El sintagma “el futuro ya llegó” parece una de las múltiples expresiones prefabricadas que nos inundan en estos mares de sobreinformación en los que, las personas y, por ende, los profesionales de la salud y nuestros pacientes han de navegar de forma estrepitosa y con embarcaciones de dudosa solvencia. Se trata de uno de los múltiples síntomas que afectan a la sociedad del siglo XXI. La gran aceleración de la llegada del futuro está imbricada a las rápidas transformaciones socioeconómicas y biofísicas; realmente se iniciaron a partir de mediados del siglo XX, como consecuencia del enorme desarrollo tecnológico y económico acontecido tras el final de la Segunda Guerra Mundial y que nos precipitó al mundo entero en un formidable proceso de cambios drásticos, los cuales, algunos perduran. Todos estos acontecimientos son inequívocamente atribuibles a las actividades humanas, dando lugar a lo que se conoce como la era del ser humano (o “antropoceno”) caracterizada por el ingente crecimiento del sistema económico-financiero mundial, el desarrollo tecnológico y la profunda crisis bioclimática.
En paralelo a toda esta descripción de sucesos, cambios de usos y costumbres, y disrupciones varias en los últimos decenios, los sistemas de salud se han acoplado de forma intermitente a estos flujos de entrada-salida de conocimiento y tecnología. Sin embargo, las preocupaciones que suscita el futuro de los sistemas de salud son prácticamente las mismas en todos los continentes. La salud se ha convertido en lo más importante para las poblaciones de los países, bien sean más o menos desarrollados.
Uno de los focos de atención es la mejora de la participación social y profesional en la toma de decisiones y, por supuesto, la humanización.

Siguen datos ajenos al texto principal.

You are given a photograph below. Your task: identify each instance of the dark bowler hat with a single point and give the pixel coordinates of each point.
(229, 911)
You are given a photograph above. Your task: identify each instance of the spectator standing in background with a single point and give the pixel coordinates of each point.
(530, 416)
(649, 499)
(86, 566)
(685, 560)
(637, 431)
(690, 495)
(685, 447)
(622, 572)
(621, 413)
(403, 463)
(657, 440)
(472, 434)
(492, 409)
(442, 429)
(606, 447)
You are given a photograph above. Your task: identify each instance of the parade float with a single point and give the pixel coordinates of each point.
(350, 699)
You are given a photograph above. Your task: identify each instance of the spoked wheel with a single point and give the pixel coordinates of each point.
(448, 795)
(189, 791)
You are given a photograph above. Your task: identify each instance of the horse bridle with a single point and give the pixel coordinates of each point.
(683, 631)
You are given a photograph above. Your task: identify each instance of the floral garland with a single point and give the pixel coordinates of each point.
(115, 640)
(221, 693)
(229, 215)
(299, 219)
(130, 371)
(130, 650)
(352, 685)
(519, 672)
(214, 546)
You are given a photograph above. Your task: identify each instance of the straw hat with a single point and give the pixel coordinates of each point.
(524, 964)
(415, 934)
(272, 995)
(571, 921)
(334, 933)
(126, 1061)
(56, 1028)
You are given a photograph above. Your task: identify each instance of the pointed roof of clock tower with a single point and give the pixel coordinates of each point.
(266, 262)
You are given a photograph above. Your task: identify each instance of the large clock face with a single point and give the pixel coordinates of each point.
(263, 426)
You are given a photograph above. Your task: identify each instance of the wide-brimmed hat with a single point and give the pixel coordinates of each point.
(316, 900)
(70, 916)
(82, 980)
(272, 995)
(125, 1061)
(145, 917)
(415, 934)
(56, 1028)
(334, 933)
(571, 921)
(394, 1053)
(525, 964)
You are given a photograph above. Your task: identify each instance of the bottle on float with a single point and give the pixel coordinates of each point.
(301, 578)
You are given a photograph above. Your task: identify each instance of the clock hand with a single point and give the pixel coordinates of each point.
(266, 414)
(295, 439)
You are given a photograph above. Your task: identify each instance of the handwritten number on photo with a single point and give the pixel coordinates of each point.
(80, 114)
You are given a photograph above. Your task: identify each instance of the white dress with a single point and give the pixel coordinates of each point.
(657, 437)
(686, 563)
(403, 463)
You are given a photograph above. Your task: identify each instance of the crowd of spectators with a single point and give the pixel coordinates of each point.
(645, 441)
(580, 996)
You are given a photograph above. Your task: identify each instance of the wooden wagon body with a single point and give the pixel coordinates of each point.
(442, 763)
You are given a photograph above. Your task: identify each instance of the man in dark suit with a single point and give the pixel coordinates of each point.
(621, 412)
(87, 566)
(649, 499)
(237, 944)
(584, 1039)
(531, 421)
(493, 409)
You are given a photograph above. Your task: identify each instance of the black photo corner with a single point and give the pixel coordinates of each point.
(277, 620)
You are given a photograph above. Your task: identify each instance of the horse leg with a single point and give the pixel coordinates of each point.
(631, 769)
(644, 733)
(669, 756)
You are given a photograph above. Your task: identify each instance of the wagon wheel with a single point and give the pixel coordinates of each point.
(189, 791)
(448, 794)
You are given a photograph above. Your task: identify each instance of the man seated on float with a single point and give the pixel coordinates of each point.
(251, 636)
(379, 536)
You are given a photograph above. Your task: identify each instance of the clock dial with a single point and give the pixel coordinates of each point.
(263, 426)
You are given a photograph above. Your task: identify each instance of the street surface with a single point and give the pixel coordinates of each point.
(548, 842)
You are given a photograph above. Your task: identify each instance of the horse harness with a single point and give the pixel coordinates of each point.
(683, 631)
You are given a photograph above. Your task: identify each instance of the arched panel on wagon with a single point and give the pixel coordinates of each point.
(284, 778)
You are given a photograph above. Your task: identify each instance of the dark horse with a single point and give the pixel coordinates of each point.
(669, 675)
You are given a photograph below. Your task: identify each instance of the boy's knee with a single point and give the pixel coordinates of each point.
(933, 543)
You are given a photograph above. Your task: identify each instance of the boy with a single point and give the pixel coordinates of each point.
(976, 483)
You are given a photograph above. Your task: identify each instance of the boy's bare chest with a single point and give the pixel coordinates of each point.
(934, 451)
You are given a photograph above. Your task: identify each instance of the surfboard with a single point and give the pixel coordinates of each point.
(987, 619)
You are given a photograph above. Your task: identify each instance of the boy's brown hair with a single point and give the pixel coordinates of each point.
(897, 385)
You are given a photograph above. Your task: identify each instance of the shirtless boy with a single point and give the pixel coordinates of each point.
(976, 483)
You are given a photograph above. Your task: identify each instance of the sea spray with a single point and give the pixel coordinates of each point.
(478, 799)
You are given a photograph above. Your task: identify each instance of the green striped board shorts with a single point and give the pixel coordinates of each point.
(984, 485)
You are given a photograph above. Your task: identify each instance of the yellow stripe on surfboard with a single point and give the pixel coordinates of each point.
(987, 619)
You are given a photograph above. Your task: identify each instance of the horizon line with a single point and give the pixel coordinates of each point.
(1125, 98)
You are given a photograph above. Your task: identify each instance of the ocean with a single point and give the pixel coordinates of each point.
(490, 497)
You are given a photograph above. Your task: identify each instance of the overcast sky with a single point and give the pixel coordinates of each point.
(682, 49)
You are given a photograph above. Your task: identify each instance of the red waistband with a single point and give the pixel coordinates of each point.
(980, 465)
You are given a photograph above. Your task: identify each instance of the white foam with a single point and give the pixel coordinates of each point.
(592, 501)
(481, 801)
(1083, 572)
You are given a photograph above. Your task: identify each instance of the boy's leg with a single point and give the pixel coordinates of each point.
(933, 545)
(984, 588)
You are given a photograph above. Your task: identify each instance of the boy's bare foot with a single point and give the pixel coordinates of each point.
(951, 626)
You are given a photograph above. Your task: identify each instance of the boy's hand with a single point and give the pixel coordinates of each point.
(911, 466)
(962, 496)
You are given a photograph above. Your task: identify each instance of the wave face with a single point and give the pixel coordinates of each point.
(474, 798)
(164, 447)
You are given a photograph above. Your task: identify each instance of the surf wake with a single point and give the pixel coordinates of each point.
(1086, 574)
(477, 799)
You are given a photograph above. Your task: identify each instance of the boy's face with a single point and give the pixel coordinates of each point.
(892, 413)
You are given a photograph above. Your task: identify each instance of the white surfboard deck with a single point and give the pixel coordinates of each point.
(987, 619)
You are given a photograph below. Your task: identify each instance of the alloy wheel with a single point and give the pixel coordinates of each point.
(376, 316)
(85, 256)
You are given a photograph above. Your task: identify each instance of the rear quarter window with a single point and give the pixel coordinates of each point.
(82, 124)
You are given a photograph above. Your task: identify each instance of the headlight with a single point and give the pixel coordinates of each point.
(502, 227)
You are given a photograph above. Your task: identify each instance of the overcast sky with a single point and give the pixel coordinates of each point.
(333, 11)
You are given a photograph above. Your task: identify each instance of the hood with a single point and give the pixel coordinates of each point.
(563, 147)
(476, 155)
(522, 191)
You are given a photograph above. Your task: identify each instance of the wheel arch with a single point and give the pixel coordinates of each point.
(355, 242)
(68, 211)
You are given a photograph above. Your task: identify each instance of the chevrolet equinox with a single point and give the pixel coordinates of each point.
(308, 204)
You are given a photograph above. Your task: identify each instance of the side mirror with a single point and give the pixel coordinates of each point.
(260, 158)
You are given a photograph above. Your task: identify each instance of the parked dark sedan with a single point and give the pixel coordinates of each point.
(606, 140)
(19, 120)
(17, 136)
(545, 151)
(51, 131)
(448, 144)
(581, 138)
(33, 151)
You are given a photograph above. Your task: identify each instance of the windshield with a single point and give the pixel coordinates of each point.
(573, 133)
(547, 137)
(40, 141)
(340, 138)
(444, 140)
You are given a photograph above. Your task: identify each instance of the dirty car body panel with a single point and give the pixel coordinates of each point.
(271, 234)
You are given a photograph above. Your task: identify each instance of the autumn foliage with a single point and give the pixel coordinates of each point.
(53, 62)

Es evidente que el asunto de llevarlo a la práctica es bastante complejo, reiterativo en determinado punto, y ejemplo claro de proceso que marcha a diferentes velocidades. Por otro lado, podrán convenir conmigo que suele coincidir en la práctica ser considerado un serio incordio por parte de determinados agentes del sector salud, que han demostrado un interés más que escaso en propiciarla (no miremos a otro lado, por favor). Y ahora un par de preguntas retóricas: ¿es posible que vivamos en un mundo de dobles, triples o “n” velocidades?, ¿quién/es y cómo se definen los conceptos de velocidad social y de evolución necesaria de los sistemas de salud? Probablemente cada uno tendrá sus propias respuestas, el asunto clave es que no conseguimos alinearnos en términos de cinemática.
La profunda aceleración parece que implica llenarse la vida con actividades febriles, ritmos infernales, de suerte que no nos queda tiempo para afrontar las verdaderas cuestiones, lo esencial, lo trascendental. Sin embargo, la prisa en la que vivimos no responde casi nunca a que tengamos tareas importantes que hacer con urgencia, sino a los requerimientos de un modo de vida que trata de mantenernos distraídos y ocupados todo el tiempo. No olvidemos que cuando hablamos de las relaciones personales, que se han acelerado igualmente, primando el concepto “fast” (seguido de lo que ustedes quieran) aunque ello lleve a un sentimiento de falta de intimidad y de escasa o paupérrima conectividad, no podemos por menos asumir que no es posible acelerar en determinados planos psicoemocionales. Los seres humanos necesitamos conexiones auténticas, deseamos intimidad, solicitamos ser tenidos en cuenta, pero las relaciones humanas son complejas y precisan tiempo, trabajo, dedicación y cuidado, mucho cuidado. Una cuestión es la agilidad o rapidez humana que nos reitera en nuestra condición, y otra cuestión son las velocidades artificiales paralelas, “el futuro ya llegó”: ¿te subes o te bajas?, tú decides.